LE DÉGOÛT DE L’IMMORTALITÉ

Lorsque le terrible danger des cultures microbiennes fut écarté, après un premier mouvement de joie on se prit à réfléchir et l’on se demanda d’où pouvait provenir cette subite hostilité du Grand Laboratoire Central. À quel danger nouveau était-on exposé ? On était en droit de tout craindre. Puis, par des paroles ou des gestes surpris et enregistrés dans les photophones sans fil, on commença à comprendre les raisons inattendues de cette brusque rupture entre les Savants absolus et les hommes-cellules. Une révolution formidable venait de bouleverser le Grand Laboratoire Central : depuis six mois déjà, les Savants absolus venaient de découvrir les sources mêmes de la vie et le secret formidable de l’immortalité.

Sans doute ce secret n’était pas unique. Il comportait évidemment des centaines de méthodes, des procédés anciens destinés à renouveler automatiquement les cellules du corps humain et à le rendre pratiquement immortel en prolongeant indéfiniment la vie. On se souvint alors qu’aucun décès, depuis fort longtemps, ne s’était produit au Grand Laboratoire Central. Entendait-il se réserver le monopole de l’immortalité, faire une sélection parmi les hommes et anéantir dès maintenant les plus faibles ? On se livra, sur ce point, à toutes les conjectures. On hésita tout d’abord, par crainte, puis, bientôt, la nouvelle de la découverte de l’immortalité se propageant dans le monde entier, ce fut une ruée formidable, irrésistible, vers le Grand Laboratoire Central, un déchaînement des foules comme on n’en avait pas connu depuis les époques préhistoriques du moyen âge mystique.

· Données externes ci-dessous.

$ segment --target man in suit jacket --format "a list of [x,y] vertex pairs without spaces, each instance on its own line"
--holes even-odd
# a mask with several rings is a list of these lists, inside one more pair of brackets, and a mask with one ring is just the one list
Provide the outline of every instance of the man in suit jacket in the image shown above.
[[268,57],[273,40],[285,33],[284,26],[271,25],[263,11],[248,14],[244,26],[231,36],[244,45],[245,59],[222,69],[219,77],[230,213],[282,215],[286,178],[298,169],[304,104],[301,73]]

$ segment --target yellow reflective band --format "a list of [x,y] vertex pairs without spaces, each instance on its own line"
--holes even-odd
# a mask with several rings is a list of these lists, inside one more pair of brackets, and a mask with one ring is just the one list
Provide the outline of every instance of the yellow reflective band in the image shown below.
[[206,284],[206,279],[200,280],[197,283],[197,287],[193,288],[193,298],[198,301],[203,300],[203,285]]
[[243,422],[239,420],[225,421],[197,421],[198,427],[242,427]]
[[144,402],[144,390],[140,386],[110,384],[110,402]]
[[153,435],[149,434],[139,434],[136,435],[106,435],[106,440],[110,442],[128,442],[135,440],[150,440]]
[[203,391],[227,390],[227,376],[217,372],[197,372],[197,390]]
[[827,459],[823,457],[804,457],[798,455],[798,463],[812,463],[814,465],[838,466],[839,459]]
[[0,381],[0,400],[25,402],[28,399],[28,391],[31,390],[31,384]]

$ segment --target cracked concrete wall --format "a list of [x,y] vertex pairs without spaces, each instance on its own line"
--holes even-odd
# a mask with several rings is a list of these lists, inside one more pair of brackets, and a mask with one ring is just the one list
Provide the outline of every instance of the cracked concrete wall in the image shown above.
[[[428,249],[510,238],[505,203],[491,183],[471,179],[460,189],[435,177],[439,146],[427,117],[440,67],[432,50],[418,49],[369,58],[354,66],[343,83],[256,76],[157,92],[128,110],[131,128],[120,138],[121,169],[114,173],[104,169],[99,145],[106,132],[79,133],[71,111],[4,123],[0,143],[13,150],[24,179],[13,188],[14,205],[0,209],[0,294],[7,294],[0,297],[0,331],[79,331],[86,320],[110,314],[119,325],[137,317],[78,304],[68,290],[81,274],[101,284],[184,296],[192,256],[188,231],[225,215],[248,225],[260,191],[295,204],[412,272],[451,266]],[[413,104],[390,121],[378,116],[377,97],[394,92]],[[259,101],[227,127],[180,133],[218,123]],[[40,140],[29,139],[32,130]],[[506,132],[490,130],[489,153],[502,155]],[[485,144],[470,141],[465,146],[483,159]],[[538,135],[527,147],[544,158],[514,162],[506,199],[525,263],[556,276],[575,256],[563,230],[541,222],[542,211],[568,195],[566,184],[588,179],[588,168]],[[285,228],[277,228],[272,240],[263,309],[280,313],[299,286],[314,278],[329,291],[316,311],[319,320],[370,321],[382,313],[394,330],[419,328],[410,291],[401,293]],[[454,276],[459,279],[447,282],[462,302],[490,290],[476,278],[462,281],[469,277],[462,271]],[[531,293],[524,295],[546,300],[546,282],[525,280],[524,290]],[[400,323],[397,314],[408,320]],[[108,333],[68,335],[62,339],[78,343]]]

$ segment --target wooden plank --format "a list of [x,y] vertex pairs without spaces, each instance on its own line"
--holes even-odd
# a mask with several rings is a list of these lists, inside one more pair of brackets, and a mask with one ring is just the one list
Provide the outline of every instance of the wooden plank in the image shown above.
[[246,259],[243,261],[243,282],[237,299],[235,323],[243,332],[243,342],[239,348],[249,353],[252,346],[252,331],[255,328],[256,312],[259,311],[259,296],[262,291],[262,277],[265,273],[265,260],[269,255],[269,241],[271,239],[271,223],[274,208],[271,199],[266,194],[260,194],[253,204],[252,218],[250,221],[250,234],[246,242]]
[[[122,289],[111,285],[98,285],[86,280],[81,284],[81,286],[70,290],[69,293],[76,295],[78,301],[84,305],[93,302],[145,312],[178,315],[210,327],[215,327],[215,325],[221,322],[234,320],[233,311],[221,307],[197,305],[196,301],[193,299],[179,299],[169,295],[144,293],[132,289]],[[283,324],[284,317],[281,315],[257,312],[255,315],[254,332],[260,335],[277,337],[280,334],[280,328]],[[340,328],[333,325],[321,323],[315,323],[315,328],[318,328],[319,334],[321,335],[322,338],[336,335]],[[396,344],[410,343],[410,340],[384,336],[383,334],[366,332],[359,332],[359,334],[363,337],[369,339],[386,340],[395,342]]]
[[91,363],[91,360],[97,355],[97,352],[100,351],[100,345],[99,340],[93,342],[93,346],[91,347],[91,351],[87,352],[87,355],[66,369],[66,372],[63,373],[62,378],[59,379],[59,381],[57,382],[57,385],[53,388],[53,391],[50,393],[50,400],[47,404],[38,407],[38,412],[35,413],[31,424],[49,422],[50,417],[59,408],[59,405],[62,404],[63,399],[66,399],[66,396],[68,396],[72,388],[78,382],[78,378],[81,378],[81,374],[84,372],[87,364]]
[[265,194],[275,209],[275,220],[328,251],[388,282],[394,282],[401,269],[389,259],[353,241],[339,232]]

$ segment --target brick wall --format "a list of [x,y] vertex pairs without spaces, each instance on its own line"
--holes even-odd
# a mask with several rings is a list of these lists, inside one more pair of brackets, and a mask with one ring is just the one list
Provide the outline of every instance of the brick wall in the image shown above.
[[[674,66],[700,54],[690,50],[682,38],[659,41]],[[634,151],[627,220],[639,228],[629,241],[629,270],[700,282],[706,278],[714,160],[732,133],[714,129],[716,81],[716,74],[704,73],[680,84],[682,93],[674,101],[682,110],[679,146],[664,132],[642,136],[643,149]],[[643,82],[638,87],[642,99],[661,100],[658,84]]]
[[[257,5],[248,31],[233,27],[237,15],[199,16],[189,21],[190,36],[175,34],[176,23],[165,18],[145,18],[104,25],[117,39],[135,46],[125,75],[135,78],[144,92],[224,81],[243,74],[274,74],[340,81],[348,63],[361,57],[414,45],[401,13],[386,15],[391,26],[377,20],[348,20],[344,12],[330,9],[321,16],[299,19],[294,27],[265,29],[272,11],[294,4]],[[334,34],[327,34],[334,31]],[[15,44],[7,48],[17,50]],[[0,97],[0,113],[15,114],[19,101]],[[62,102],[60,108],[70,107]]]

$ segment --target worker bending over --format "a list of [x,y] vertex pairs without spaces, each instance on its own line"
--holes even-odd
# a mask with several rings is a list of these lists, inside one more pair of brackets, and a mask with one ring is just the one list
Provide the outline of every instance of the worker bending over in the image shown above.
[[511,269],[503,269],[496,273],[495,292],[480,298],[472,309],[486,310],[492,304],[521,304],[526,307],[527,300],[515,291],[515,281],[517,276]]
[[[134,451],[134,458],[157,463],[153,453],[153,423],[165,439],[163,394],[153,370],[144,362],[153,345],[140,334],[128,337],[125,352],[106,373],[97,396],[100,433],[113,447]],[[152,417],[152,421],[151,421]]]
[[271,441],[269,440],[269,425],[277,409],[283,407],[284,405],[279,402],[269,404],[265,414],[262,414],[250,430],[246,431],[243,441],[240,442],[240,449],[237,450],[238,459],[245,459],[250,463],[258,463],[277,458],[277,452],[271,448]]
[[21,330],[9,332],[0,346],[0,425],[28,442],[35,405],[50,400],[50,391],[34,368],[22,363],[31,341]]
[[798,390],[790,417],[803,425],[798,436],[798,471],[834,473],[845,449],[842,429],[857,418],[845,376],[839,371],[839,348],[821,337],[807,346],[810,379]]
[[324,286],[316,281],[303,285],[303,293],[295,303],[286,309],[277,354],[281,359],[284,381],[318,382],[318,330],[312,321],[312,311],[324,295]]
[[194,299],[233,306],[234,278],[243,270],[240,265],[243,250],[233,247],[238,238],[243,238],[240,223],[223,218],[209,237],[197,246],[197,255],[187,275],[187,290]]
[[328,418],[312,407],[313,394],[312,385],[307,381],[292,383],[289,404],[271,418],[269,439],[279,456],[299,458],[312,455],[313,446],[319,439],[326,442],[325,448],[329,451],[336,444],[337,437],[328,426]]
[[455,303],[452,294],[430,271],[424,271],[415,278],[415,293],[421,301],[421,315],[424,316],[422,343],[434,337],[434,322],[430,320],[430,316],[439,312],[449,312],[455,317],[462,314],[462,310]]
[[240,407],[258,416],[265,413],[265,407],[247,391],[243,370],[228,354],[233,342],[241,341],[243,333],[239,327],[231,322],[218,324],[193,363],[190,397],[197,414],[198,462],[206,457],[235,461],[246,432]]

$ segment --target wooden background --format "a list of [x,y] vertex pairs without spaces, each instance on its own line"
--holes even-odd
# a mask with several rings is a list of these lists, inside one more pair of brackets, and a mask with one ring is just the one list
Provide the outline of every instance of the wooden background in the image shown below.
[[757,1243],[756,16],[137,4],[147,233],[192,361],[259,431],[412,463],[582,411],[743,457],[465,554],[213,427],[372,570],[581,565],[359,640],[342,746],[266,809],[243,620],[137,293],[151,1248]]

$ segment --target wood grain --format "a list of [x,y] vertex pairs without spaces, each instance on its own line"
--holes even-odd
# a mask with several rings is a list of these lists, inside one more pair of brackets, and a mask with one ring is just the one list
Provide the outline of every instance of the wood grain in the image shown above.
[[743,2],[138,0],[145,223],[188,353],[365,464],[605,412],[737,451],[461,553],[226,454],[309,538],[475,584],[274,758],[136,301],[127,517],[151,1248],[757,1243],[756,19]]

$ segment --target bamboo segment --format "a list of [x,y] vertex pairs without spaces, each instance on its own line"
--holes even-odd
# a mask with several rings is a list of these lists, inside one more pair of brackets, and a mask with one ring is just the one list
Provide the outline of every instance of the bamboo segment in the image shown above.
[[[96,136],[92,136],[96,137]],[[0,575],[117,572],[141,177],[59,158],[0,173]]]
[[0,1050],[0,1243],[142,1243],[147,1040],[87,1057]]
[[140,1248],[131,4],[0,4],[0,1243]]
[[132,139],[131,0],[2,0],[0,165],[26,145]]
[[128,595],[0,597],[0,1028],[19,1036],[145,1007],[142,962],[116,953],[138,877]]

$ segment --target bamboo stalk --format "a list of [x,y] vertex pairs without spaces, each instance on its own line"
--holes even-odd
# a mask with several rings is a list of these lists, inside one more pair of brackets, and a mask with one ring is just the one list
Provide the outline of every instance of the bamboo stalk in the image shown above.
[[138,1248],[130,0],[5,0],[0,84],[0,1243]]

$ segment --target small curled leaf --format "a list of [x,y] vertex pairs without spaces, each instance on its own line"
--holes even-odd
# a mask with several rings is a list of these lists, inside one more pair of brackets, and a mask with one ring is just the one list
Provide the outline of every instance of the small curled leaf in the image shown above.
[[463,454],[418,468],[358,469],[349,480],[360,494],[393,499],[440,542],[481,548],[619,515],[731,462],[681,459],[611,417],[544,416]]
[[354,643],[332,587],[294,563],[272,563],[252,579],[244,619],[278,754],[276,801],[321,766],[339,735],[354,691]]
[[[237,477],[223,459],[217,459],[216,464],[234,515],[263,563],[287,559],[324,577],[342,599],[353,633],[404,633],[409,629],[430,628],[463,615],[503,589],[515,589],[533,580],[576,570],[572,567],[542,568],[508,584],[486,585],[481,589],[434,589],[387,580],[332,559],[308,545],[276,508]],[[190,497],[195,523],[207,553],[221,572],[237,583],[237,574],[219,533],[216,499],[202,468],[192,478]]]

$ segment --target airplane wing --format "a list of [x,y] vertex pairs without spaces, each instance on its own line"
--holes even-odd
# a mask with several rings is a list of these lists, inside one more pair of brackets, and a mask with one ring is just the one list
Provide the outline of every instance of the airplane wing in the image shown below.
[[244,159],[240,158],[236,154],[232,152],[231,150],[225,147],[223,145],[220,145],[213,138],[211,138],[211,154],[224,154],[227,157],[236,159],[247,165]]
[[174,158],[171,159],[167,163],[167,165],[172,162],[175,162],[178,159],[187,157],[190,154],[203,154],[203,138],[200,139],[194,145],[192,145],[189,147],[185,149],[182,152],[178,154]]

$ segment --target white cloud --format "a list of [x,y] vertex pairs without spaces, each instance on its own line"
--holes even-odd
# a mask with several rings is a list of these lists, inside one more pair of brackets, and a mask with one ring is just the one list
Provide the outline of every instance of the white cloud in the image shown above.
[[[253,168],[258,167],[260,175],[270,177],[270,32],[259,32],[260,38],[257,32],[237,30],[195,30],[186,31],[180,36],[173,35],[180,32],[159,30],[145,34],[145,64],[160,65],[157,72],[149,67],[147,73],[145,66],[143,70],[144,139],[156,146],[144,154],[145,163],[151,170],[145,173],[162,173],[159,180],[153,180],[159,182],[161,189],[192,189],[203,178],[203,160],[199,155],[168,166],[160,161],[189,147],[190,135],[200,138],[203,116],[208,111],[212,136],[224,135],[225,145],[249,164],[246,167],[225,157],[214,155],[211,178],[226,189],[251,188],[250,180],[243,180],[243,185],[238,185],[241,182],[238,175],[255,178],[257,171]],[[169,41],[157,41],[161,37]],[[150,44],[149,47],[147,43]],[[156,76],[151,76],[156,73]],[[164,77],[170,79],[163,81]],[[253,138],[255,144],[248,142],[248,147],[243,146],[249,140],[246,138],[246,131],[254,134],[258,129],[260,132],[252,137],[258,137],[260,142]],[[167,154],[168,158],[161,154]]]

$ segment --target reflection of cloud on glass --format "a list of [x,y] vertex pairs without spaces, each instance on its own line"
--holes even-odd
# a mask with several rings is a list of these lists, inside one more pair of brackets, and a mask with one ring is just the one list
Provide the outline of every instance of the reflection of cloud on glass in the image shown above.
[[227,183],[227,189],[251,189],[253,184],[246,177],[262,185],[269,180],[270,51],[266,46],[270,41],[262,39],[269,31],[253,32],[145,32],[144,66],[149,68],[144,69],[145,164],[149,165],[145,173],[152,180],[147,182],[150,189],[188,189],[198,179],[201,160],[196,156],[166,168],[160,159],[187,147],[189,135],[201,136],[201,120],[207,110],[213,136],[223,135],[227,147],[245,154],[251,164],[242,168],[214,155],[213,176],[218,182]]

Des gens se traînaient à genoux, s’accrochaient aux pierres du chemin, d’autres jetaient devant eux les objets précieux qu’ils pouvaient avoir, offraient toute leur fortune, sans songer à l’absurdité de telles offres, faites à des savants qui possédaient l’empire de la nature. Il y eut d’ardentes supplications, de touchantes intercessions en faveur de femmes ou d’enfants bien-aimés. Il y eut enfin, lorsque l’on comprit que toutes ces supplications demeureraient vaines, un élan brutal, torrentiel, un déchaînement de toutes les forces animales de l’humanité partant à la conquête de l’immortalité, décidées à s’emparer à tout prix du Grand Laboratoire Central pour lui arracher, de gré ou de force, son formidable secret. Des armées s’organisèrent d’une façon puérile jusque dans les pays d’Extrême-nord. C’était comme un réveil général de l’instinct de conservation, une dernière secousse désespérée des civilisations d’autrefois vers l’immortalité, vers l’espérance en un inaccessible lendemain. Les cadavres s’amoncelèrent bientôt autour du Grand Laboratoire Central, pulvérisés, liquéfiés par des projections qui les volatilisaient, qui fauchaient d’un seul rayon des armées entières.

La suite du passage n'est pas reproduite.